2-s2.0-85097027320 (requires institutional sign-in at Scopus site)   19 Citations

Abstract

BACKGROUND: Treatment of ganciclovir-resistant (GCV-R)/refractory cytomegalovirus (CMV) infections in blood/marrow transplant (BMT) and solid organ transplant (SOT) recipients remains suboptimal. Cidofovir (CDV), a nucleotide analogue with anti-CMV activity, is nephrotoxic and oculotoxic.

METHODS: We retrospectively evaluated the outcomes of SOT and BMT patients with GCV-R/refractory CMV treated with CDV between 1/1/2008 and 12/31/2017.

DATA COLLECTED: baseline demographics, CMV serostatus, clinical and virologic presentations and outcomes, UL97 and UL54 genotype mutations, drug toxicities, and cause of death. Descriptive statistics were used.
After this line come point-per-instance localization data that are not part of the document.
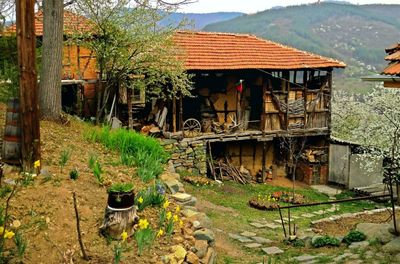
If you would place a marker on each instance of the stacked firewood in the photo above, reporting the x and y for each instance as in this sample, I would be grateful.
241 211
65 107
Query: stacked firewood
224 170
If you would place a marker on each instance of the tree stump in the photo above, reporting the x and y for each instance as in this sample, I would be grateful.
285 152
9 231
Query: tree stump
117 221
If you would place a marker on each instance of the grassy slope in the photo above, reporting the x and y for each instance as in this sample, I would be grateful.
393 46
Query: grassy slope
227 207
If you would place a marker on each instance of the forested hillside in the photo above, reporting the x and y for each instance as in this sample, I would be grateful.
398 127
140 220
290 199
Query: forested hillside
356 34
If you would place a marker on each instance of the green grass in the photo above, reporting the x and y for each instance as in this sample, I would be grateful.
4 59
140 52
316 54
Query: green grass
229 211
144 152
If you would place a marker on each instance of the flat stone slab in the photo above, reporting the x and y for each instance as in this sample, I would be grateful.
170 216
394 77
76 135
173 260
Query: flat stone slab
234 236
248 234
272 250
253 245
182 197
258 225
308 215
262 240
305 258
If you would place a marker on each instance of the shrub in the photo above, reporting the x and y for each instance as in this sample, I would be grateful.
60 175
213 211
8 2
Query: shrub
354 236
325 241
74 174
121 187
135 149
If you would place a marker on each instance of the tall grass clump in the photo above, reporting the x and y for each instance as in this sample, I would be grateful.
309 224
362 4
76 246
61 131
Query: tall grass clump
135 149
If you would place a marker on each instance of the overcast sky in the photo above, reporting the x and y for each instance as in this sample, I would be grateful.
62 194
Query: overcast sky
253 6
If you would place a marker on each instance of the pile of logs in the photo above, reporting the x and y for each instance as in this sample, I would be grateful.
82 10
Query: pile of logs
223 170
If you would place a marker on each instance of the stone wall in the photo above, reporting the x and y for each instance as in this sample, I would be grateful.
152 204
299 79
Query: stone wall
187 157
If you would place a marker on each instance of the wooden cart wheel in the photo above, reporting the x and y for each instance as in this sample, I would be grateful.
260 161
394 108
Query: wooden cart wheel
191 128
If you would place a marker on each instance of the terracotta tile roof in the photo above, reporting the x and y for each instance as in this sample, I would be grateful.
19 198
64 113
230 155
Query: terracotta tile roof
72 23
226 51
394 57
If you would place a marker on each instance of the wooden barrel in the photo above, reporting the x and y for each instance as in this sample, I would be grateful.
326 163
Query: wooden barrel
12 133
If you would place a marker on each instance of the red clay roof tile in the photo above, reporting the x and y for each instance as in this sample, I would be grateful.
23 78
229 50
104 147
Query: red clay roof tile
226 51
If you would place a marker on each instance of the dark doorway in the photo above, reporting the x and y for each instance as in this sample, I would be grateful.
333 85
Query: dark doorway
69 98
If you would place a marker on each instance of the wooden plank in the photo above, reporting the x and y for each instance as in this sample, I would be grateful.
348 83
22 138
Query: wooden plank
29 101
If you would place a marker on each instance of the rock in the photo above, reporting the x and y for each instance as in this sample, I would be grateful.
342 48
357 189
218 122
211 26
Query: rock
192 258
272 250
181 197
393 247
201 247
202 218
204 234
179 252
173 185
253 245
261 240
305 258
248 234
359 245
189 213
258 225
245 240
376 231
166 176
210 256
191 202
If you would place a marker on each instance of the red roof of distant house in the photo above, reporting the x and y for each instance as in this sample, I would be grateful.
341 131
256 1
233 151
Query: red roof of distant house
72 23
226 51
394 57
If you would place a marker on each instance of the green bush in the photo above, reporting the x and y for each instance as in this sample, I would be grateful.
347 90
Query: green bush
151 196
74 174
135 150
354 236
325 241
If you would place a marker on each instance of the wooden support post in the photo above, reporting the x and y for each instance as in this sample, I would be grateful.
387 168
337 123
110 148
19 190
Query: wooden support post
26 46
264 169
173 113
129 103
305 93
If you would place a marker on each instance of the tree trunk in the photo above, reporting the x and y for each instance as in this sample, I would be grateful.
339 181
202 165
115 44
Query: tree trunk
51 73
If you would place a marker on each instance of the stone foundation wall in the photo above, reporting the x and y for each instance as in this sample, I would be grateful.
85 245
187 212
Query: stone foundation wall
189 157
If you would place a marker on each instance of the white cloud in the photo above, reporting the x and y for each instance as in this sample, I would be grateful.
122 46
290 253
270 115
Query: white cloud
253 6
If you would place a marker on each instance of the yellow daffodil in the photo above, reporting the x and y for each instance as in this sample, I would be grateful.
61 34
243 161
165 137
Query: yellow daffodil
175 218
36 164
169 215
9 234
143 223
166 204
160 233
124 236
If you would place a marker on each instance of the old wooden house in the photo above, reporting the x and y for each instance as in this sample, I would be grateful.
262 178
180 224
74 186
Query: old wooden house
390 76
80 75
261 105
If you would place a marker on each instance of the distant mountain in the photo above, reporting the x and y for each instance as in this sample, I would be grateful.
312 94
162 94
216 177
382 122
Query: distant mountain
356 34
198 21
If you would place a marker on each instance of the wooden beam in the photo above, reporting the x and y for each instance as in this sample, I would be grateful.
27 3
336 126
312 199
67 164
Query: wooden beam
174 114
29 101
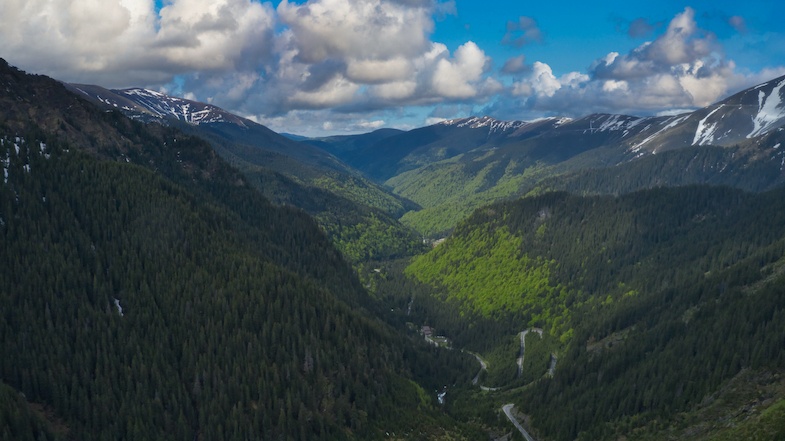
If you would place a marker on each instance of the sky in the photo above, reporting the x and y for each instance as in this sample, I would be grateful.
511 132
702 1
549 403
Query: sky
323 67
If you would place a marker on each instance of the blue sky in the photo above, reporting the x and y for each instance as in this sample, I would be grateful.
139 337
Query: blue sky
321 67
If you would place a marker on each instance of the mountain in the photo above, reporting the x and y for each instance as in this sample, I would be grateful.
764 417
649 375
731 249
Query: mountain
456 166
348 206
149 291
664 310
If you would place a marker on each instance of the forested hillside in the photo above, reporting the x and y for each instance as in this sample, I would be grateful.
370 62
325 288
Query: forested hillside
660 298
149 292
349 207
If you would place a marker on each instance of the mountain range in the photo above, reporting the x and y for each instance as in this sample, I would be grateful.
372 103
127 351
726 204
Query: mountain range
348 206
172 270
456 166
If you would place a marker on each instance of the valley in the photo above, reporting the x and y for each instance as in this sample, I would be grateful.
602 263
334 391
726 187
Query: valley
173 271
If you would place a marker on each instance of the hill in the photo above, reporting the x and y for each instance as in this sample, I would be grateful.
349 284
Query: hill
150 292
349 208
663 300
456 166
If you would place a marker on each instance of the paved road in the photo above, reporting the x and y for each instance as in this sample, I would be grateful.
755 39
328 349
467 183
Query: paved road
507 408
483 367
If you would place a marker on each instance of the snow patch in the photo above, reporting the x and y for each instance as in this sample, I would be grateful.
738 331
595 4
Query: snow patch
770 110
669 124
704 134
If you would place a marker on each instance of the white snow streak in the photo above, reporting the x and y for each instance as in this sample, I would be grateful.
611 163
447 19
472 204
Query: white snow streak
704 134
770 110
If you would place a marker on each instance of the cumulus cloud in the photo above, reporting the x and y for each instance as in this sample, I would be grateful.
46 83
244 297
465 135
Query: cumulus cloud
683 68
514 65
129 42
315 62
456 78
640 27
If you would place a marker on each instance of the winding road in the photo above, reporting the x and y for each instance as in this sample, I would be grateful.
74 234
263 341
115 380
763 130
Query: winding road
507 408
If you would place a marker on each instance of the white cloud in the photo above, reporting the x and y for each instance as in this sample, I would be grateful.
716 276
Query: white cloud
127 42
457 77
682 68
311 61
542 80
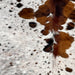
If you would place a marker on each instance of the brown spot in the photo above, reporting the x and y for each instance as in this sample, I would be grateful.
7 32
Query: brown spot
68 9
68 69
48 48
26 13
63 43
11 64
42 11
18 0
61 10
19 5
72 15
70 26
32 24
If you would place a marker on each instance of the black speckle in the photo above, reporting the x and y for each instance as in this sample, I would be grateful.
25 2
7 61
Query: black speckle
19 5
32 24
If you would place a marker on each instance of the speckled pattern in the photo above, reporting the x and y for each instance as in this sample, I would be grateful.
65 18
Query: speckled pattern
21 46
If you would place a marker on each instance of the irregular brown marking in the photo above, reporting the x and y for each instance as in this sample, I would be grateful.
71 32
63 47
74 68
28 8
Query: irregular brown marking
32 24
68 9
61 10
68 69
18 0
26 13
72 15
63 43
48 48
43 11
70 26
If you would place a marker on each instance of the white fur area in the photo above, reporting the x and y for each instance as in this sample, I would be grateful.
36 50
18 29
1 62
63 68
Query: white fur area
19 42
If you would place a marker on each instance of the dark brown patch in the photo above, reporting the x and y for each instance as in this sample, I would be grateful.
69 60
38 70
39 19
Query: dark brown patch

RESULTS: 16 patients received CDV for treatment of CMV: six BMT and 10 SOT. Seven (47%) of the patients had high-risk donor/recipient serostatus: six (60%) SOT were D+/R-; one (16.7%) BMT was D-/R+. Median time to CMV DNAemia was 131 days post-transplant (IQR, 37.5-230.3). Proven tissue invasive disease was present in three patients (18.8%). Twelve (75%) had genotype testing; 10 (83.3%) of those had antiviral resistance mutations. While on CDV, six (37.5%) developed nephrotoxicity, and four (25%) developed uveitis (two had both uveitis and nephrotoxicity). Eight (50%) had failure to clear CMV DNAemia despite CDV treatment. Eight (50%) of the patients died; median time to death, after initiation of CDV, was 33.5 days [IQR22-988].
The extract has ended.